For convenience I stir the sugar and cream into the whole batch at the end of cooking and then make extra sugar and cream available at the table.
This dish is easy to make, will stick nicely to your ribs, and will satisfy your tummy and soul.
Let’s get started!
Place the barley in a medium pot with the salt and lemon zest. Bring to a boil. Reduce the heat and simmer, covered, for 60 minutes. Remove the lemon zest. Add the currants and simmer for another 15 minutes, adding a little more water if needed, until the barley is soft.
Stir in the sugar and cream.
Serve immediately with some extra sugar and cream at the table.
Similar to rice pudding, the distinctive flavor of barley shines through in this traditional Scottish dish.
- 1 cup barley (see Note)
- 4 1/2 cups water
- 1/2 teaspoon salt
- 2 strips lemon zest (not traditionally used but a delicious touch)
- 1/2 cup currants (can substitute raisins)
- 1/3 cup cane sugar
- 1/3 cup heavy cream
- Extra sugar and heavy cream for serving as desired
Place the barley in a medium pot with the salt and lemon zest.
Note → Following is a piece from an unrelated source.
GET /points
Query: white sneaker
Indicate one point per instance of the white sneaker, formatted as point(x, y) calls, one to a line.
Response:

Bring to a boil. Reduce the heat and simmer, covered, for 60 minutes. Remove the lemon zest. Add the currants and simmer for another 15 minutes, adding a little more water if needed, until the barley is soft. Stir in the sugar and cream.
Serve immediately with some extra sugar and cream on the side if desired.
Pearl barley has had the outer husk and bran removed enabling it to cook faster but providing less nutrition. If using pearl barley the cooking time is about 40 minutes.